Things heat the complicated when we want to make language a cultural symbol. Powerless in themselves, and latent in their psychological associations, symbols can become immensely powerful when they are objects of psychological energies. But care must be taken for literature not to yield to epistemology.
I understand that literature cannot come into event without being demanded by the culture it springs from। That literature is a response of memory and emotions to the demands of the present. But what triggers artists is not a wish to control the disorders, prejudices and injustices. Writers write to express a need, which is different for every writer; not to right political wrongs.

It is imitative fallacy that mistakenly holds that one must use a certain language, be it a mother language or not, to support and express one’s identity. What is important is finding within the language—whatever language one chooses—a distinct, unmistakable, indelible voice of one’s own unique identity.
Indeed deep in the nature of writing might be the sense of refurbishing fractured identities, which is perhaps why some people mistake writers to be socio-histro engineers। But writers are just people with an inborn instinct for capturing experience and putting it in transcendental permanence of universalism. They’ve no obligation to be authentically faithful to, say, political ambiguities. What’s required of them are acute powers of observation and habits of narration.

To demand that writers write in their indigenous languages, or they be relevant to passing trends, is to murder the artistic instinct in them for political expediency.
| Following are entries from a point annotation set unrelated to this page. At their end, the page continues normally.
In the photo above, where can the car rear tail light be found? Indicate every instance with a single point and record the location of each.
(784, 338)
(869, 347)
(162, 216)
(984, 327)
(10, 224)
All artist need to do is achieve the state of equilibrium in their art, which comes from the unification of their identity and state of being comfortable around universal habits. I admit that means must be found of finding a sense of pride in our own cultures; but it’s prurient to behave as if there’s a linear equation that connects language with cultural heritage.
There’s no question that artists, especially writers, are usually a catalyst of creative process for the reinvention of a nation’s sense of pride। But these things must be organic if they’ve any hope of authenticity. Literature is an artefact of expression, not culture. Let’s stop pretending otherwise.

There are no ready made stories of literature in any culture, only ghosts of stories that must be given artistic flesh, sinews and bones by artists. After they’ve been written, perhaps, those stories may excavate hidden ruptures in a culture. But that does not depend on language. It depends mostly on talent and the burden of identity.